Not too much longer now! Grow, baby, grow!

While these bars are not ideal, I'm still pleased with her hoof overall. I will address the bars later in the post.


(taken on a weird angle and not straightened)

So about the bars, they are being taken back slowly over time. Having worked with them myself, I understand why Scott hasn't just wacked them back to the collateral groove. They aren't so much folded over the sole, as pushed against the sole. As in, there isn't sole underneath the overgrown bar ... I may just be learning about hooves but I can't see any benefit in opening her hoof where there is no sole underneath.

I've never seen bars quite like hers and I've been working with quite a few hooves lately. I have a lot of questions as to why they're like this and if this is a common affliction or due to her genetics. But the bars are literally spread and up to the point where you see them in the pics, below the sole plane.

Here is the best way for me to describe it:

Top left is a normal hoof showing the frog, bars (red) and sole (yellow). Top right is a hoof with overgrown bars that are laid over the sole. Bottom center is how I feel Buttercup's lay. Now it could very well be that there is sole underneath those bars, but because it is below the sole plane, it doesn't feel that way.

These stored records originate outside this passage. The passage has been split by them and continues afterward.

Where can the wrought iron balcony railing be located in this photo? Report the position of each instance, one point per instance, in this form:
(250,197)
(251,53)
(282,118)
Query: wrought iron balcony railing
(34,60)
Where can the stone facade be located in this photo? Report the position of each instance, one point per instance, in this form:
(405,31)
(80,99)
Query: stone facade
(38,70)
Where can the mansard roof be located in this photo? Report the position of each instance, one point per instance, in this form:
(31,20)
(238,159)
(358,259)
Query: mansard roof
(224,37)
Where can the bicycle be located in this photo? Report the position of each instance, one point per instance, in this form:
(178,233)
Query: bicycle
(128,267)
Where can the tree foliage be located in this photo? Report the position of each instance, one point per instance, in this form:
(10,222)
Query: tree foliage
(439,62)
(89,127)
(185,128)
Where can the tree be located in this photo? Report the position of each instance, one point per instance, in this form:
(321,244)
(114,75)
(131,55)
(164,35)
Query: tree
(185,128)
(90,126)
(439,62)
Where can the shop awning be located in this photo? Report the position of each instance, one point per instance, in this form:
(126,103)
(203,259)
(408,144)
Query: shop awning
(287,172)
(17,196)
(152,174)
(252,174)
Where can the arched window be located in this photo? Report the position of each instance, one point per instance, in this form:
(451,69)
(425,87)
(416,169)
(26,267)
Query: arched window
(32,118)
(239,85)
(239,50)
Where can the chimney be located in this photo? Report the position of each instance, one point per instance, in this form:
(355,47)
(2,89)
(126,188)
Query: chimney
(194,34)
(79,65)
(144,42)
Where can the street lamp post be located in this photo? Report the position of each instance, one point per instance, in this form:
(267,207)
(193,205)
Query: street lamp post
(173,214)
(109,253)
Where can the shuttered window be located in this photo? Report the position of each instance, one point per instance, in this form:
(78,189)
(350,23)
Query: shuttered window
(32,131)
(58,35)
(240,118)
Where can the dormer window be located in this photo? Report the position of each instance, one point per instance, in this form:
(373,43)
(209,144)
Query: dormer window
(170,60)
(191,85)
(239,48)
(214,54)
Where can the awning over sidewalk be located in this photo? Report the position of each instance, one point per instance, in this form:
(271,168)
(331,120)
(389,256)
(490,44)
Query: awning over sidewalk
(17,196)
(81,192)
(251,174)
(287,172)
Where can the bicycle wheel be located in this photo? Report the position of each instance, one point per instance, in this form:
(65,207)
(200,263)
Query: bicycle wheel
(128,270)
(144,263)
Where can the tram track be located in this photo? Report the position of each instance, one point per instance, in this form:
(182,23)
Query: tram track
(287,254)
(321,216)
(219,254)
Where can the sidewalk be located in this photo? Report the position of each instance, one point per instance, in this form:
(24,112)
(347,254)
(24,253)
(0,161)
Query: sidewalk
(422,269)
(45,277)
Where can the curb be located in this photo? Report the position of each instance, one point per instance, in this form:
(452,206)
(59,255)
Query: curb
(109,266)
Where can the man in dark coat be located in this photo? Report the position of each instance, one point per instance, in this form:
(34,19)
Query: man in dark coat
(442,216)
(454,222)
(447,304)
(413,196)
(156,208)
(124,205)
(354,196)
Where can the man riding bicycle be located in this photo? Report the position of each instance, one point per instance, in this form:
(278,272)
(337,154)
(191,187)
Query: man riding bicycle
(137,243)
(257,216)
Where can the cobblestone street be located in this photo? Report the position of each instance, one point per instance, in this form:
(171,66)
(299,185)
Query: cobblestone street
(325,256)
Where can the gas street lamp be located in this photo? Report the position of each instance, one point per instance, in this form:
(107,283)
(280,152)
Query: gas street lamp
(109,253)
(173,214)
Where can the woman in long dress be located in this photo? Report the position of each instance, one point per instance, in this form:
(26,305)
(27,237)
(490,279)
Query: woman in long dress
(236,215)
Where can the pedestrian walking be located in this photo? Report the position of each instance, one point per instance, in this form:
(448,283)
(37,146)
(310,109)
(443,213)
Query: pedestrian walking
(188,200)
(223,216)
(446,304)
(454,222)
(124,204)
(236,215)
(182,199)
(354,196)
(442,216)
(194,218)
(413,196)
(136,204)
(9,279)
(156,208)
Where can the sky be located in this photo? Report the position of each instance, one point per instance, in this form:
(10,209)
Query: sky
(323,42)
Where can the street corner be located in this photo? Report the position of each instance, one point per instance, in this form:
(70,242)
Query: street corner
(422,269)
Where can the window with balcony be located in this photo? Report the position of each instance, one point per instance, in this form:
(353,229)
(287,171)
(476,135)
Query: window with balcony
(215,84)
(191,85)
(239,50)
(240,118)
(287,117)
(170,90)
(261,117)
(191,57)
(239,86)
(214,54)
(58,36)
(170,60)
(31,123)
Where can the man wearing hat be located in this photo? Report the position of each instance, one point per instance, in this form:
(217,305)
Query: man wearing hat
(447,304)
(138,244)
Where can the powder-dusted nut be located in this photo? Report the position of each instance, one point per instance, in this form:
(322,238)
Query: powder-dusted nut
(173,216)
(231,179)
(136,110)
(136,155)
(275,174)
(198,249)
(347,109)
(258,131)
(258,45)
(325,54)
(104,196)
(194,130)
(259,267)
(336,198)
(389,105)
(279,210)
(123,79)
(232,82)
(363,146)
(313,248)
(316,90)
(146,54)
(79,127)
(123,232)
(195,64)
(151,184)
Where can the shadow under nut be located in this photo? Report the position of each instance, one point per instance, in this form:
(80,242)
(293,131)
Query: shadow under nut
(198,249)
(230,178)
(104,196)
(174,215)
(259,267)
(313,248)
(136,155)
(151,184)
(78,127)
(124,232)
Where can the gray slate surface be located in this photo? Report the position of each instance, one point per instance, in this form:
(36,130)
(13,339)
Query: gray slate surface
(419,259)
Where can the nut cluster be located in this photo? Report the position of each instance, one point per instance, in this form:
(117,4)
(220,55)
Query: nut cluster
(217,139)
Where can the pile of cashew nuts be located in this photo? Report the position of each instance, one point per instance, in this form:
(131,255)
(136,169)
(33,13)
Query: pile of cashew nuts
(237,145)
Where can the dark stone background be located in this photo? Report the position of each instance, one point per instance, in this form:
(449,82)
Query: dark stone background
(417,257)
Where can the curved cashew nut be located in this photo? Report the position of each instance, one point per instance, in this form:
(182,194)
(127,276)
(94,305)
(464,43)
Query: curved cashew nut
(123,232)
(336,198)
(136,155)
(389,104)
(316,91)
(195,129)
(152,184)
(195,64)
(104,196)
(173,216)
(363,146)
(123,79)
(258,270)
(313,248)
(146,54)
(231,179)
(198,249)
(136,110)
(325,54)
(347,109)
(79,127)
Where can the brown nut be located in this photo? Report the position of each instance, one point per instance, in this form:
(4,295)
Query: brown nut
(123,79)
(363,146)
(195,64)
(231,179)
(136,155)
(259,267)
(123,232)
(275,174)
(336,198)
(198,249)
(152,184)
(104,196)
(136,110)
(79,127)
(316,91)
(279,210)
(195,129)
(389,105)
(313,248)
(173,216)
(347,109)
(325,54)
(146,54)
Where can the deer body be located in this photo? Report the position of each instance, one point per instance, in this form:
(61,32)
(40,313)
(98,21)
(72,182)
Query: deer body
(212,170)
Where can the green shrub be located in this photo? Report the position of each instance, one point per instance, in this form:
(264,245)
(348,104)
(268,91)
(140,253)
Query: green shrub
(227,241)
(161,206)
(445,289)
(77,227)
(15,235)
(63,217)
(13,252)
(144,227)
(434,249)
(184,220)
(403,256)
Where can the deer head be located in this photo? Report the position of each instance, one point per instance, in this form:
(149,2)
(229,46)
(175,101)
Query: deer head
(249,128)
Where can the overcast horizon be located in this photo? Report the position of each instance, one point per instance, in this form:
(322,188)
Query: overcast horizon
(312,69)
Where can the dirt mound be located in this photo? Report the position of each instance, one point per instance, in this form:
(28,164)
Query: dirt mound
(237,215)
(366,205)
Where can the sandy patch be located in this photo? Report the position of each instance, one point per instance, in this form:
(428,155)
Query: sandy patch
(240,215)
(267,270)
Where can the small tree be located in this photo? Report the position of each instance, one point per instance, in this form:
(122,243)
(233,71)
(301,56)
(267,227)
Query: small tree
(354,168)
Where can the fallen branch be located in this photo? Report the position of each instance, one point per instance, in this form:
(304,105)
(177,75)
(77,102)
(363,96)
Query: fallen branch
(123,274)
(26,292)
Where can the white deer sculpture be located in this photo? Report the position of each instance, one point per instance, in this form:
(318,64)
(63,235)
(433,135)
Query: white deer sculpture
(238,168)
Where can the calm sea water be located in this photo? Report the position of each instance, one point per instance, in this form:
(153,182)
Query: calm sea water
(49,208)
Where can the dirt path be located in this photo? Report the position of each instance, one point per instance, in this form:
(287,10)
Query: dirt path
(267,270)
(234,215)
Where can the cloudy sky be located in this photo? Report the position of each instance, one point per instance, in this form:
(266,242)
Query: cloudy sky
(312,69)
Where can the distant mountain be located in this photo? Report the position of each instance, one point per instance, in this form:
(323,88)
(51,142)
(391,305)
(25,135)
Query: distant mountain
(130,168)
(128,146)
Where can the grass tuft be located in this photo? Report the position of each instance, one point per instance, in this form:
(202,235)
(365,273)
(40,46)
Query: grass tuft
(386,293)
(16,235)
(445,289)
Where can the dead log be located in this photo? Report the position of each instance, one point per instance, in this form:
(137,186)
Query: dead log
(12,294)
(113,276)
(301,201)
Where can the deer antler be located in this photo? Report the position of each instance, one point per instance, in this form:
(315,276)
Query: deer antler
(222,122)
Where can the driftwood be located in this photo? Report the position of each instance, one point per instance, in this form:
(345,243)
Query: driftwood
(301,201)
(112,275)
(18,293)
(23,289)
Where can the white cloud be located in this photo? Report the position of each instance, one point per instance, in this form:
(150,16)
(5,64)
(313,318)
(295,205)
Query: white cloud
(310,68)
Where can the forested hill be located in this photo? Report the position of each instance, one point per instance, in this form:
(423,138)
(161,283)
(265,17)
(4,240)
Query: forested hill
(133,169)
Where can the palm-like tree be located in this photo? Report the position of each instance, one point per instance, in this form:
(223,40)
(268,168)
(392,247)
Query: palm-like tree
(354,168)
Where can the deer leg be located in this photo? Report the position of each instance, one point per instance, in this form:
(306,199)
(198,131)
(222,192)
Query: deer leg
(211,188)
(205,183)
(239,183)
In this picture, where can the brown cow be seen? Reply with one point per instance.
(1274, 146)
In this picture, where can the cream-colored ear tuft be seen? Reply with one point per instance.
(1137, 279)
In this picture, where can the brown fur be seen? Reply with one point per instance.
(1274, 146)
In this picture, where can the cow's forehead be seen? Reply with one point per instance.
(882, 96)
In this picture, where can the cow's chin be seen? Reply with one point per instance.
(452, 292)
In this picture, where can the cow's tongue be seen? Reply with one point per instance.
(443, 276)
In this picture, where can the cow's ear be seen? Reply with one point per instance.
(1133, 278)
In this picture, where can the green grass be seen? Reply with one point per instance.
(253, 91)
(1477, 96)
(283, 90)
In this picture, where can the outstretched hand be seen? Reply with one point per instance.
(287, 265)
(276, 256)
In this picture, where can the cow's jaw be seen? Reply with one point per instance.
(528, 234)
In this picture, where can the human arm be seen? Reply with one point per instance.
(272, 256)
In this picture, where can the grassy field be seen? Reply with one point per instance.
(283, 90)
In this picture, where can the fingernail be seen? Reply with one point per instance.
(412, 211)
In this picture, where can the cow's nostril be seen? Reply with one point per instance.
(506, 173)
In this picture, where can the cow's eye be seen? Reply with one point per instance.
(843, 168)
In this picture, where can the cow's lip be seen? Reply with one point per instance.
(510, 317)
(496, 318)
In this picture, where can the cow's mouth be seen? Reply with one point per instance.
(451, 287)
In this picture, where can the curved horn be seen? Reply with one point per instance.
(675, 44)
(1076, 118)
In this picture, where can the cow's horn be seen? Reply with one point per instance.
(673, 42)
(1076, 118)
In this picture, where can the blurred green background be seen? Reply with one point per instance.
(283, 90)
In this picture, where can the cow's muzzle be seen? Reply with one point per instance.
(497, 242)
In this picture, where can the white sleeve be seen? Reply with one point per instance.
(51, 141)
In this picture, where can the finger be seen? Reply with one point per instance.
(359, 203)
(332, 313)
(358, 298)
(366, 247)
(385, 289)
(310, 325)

Anyway, I think we can't get much better, other than continuing to grow out separation, until the bars are normalized. I'm not sure if they can be normalized, but remember the bars have a lot to do with hoof health and a nice straight coronary band. I guess time will tell while she's in the expert hands of Scott.

In other news, check out the Chronicle of the Hoof facebook page and post your favorite silly horse picture!


  1. Your patients and compassion are admirable. Your horse is lucky to have you!

  2. Looking better, I see what you mean about the bars, you are going to have to post more pictures when they look more "normal" do you think her hoof conformation is weird and that is something that set her up for some of the issues?

    Is hubby doing the brain sucker routine in the last one?, Bud doesn't look impressed.

  3. Danger, I wish I knew what was going on with those hooves! lol But I tend to think that it is a combination of environment/past trimmings and conformation. Time will tell how it will improve.

    And at least he's doing the brain sucker routine to her and not to me! lol

    Bo, thanks! See you soon ;)

  4. Any hoof will grow crazy bars like this if left alone too long. Most domesticated horses don't get enough movement over abrasive footing to wear them off.

    There is sole under there but it is very, very thin. Keep doing what you're doing- take off a little at a time and hopefully that sole will get enough "breathing room" to thicken up.

  5. Thanks, smaz! You're probably right about the thin sole. Just gotta keep playing this waiting game!